Youth increasingly uneasy
“It’s awful that the economy and the tourism industry are being given priority over our health,” says 19-year-old Asli from Ankara. She took the test for the second time and says she was under a lot of pressure to do better this time.
“We’re in a situation where we just don’t know who to trust anymore,” says Fatih, also a student from Ankara. Fatih says it was unclear if the test would really be rescheduled or not, adding, “This is Turkey, anything can happen.”

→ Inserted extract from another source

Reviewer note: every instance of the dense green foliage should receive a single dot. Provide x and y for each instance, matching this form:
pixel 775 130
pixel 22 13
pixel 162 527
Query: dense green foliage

Recently, young Turks gave the president a taste of their disapproval as only they can. When Erdogan took to YouTube on the day before the exam for a “Meet with the kids” event, the nice words he used to address these potential voters fell on deaf ears. In fact, the youth tuning in were quick to voice their anger. Thousands blasted Erdogan, taunting him with real-time comments, only to then move on to the next platform — like Twitter, where they railed further and launched the hashtag campaign #OyMoyYok (Not getting my vote), which proceeded to spread like wildfire.
Who is Generation Z?
Since then, Generation Z has become the object of study. Essentially, the group consists of anyone born between the years 1995 and 2010. Estimates suggest that some 13 million young Turks fit into that group and that they could play a key role in future elections. Many will soon be able to vote for the first time but no one really knows just how they tick.
A major study conducted by the Gezici Arastirma Merkezi Institute recently took a closer look at youth in 12 of Turkey’s 81 provinces. The main aim of the study was to get a picture of their attitudes toward religion, their worldview and their political leanings.
“This generation will be a decisive factor in the 2023 parliamentary elections,” says Murat Gezici. He says young voters will make up about 12% of the electorate, and can thus dictate some of the issues debated during the election — namely those of fairness and income.
Researcher Gezici says young voters are, “more environmentally friendly, empathetic, sensitive and thoughtful” than previous generations. Moreover, the study found these young voters also have influence over how their parents vote. Though the same does not work the other way around, with “87.5% saying their parents’ opinions have no influence on how they will cast their votes,” says Gezici, who adds that the country’s youth seems disinterested in traditional values.
Facing a future abroad
In light of Turkey’s ongoing economic crisis, it seems highly unlikely that young voters will find anything inspiring in Erdogan’s AKP. According to the government statistics office, youth unemployment (ages 15-24) in the country has been hovering around 25% for months. That is why many qualified young Turks are simply leaving the country and heading to Europe — starting a brain drain that could have grave long-term consequences for the Turkish job market.
Baris Ulgen, who just finished his electrical engineering studies at Istanbul’s Sabanci University, says none of the country’s political parties represent him and that he won’t be giving any of them his vote. He is pessimistic about Turkey’s future: “I love my country, but I think its time for me to go abroad for a while.”
Simge Koraltan, a 17-year-old student, is also concerned about the future of the country: “One can’t really say what is going to happen over the course of the next two years.” She says she feels fortunate that her studies will allow her to go abroad, but adds that she really doesn’t want to leave.
Old folks’ politics?
Journalist and academic Can Ertuna says it’s impossible to connect with young voters “the old way.” He says a new language needs to be found to address a generation that is more comfortable on social media than anywhere else: “We are talking about people who use YouTube as their browser and get their news via Instagram.” Ertuna adds that politicians desperately need to find more solutions to age-specific problems as well.
Political scientist Nezih Onur Kuru is highly critical of the government because the ruling AKP and the ultranationalist MHP spend most of their energy addressing only the issues that concern older, conservative, rural voters. He says that makes the gulf between those in power and the youth of the country unbridgeable: “The anger over the exams was a turning point. Just like parliamentary elections in 2023 will be a turning point — because that is when Generation Z will hold the balance of power.”